|
From: Jeremy F. <je...@go...> - 2002-11-19 17:20:13
|
On Tue, 2002-11-19 at 08:12, Nicholas Nethercote wrote:
> There are sure to be other problems, though. And I have no idea how it
> would affect the MemCheck instrumentation; already the code produced
> contains redundant "PUTL tX, %ESP" instructions because MemCheck always
> needs %ESP to be up-to-date.
Perhaps a slightly simpler approach would be to dedicate a register to
ESP rather than a memory location, so that it is persistently in
register across basic blocks. With any luck the register allocator
could then remove redundant moves, and turn (assuming we reserve %edi
for %ESP):
movl %edi, %ecx
subl $0x4, %ecx
movl %ecx, %edi
xorl %edx, %edx
movl %edx, (%ecx)
addl $2, 36(%ebp)
into
subl $0x4, %edi
xorl %edx, %edx
movl %edx, (%edi)
addl $2, 36(%ebp)
which, while not being push 0x0, isn't too far off. Will still need to
work out appropriate times to save ESP into the baseblock for when
control enters C code.
It seems to me that these optimisations we're talking about all feed
into each other, so there's a synergistic effect:
1. The reason we've got so much memory traffic to the baseBlock is
that we don't have enough registers to keep the simulated
registers in real registers while having enough working
registers for generated code
2. The reason we need lots of working registers is because we break
all the x86 instructions up, and therefore need more temps
3. Even so, we can't possibly really fit all the simulated
registers into real registers, so we're always going to be
saving them off to memory, but we'd like to keep to a minimum
4. We can't do a reasonable global register allocation to try and
keep the working set in registers as much as possible, because
we have a largely local, basic-block, view of the world (except,
perhaps, for special registers, like %esp which may well be used
in every basic block and is therefore worth keeping around).
therefore:
1. Using more compact instructions will cut down on our use of
temps, leaving more registers available for caching architecture
registers during a basic block (as well as making our
instruction footprint smaller)
2. Using trace caching will lengthen the effective size of a basic
block, and thereby amortize the register load/save over more
instructions
In other news:
I got basic block chaining working last night. I got about 25%
improvement (which is nice, but I was hoping for more) in the particular
benchmark I tried (gcc 3.0.4's cc1 -O2 pass over vg_from_ucode). On the
whole, the performance was pretty dismal: the native run took about 4.6
seconds; the non-chained-bb nulgrind took 81.2 seconds, and the
chained-bb nulgrind took 60 seconds. I haven't looked into it further:
I was hoping it would be a largely CPU-bound test, but maybe its
actually spending all its time in malloc or something.

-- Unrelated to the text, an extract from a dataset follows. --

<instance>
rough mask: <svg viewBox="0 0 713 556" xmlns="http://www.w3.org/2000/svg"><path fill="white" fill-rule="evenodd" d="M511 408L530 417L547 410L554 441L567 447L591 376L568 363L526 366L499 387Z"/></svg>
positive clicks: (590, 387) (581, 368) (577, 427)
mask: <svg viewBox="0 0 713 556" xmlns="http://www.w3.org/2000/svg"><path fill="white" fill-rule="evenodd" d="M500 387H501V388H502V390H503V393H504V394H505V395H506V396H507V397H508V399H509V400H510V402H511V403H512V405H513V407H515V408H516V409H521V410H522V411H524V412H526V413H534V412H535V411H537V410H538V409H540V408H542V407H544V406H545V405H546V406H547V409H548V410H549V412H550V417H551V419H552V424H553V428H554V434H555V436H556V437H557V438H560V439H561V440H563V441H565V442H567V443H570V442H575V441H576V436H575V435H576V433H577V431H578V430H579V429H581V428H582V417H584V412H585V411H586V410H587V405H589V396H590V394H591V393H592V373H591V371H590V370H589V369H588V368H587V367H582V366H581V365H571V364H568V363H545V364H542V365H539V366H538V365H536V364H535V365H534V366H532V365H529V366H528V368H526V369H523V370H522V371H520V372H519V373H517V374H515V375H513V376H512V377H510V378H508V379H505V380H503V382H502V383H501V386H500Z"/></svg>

I also haven't measured how many jumps actually get chained (statically
and dynamically). I only bother with direct jumps and calls, so all
indirects and rets still go through the dispatch loop. Also, some of
the functionality in the dispatch loop needs to be compiled into each
basic block (EIP and VG_(dispatch_ctr) update), which expands the
generated code size and probably detracts from the performance wins.
My next experiment might be to try some rudimentary trace caching by
doing as Josef suggested and having vg_to_ucode simply follow
unconditional jumps and thereby create large basic blocks (hm, better be
careful about infinite loops...). It might do nothing other than
massively increase the dynamic compiler costs...
J
|